I agree. Terms are markers of discursive communities.

So, can one criticize an entire discursive community by invoking one of their terms? Yes, if one is rejecting the community per se. Here one would be making an institutional argument, that is, an argument about the group existing as a group. But one would not be addressing any of the discursive content through which the group is constituted. Why–because it is precisely the contestation over the content that designates membership in the group. (This is why I never take a stand on alien abduction or 9/11 truth; that would constitute me as a member of the group/discursive community I’m trying to understand.)

I don’t have a whole lot to add to her post; however, in addition to these discursive factors of how a master-signifier is attached to a specific set of signifiers (S2’s) for this or that variant of feminism or variant of Lacanians or group of political theorists, it seems to me that we should also include a discussion of jouissance, or the particular form of enjoyment that bounds a community together.

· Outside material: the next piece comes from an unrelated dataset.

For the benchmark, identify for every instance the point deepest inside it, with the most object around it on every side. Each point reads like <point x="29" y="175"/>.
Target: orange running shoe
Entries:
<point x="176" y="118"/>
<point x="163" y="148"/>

This would include not just the way the community itself enjoys, but also the manner in which the community perceives other groups enjoying and seeks to defend against this enjoyment… That is, the shared fantasy of the group pertaining to how the Other illegitimately enjoys.

For a good portion of my academic career I’ve been in the uncomfortable position of having my foot in the door of two very different and heterogeneous academic orientations– Lacanian thought and Deleuzian thought. From the standpoint of Deleuzian orientations, Lacanian and psychoanalytic thought is often situated in having the wrong orientation towards jouissance, by celebrating lack and castration, rather than joyous becoming, affirmation, and creativity. Psychoanalysis is treated as a dangerous “Oedipalizing” orientation of thought that needs to be demolished, and this attribution of a specific sort of jouissance to psychoanalysis helps to bind Deleuzians together in a community under the master-signifier “Deleuze and Guattari”, even where this master-signifier “Deleuze and Guattari” is attached to radically different S2’s or secondary signifiers. So long as the danger of psychoanalysis is recognized, differences in the “interpretants” of the master-signifier “Deleuze and Guattari” don’t matter all that much. A similar phenomenon can also often be detected among Lacanian orientations of thought, or more recently among criticisms of Badiou, where Badiou’s style and tone become objects of criticism– i.e., his specific mode of jouissance in writing, rather than his explicit claims.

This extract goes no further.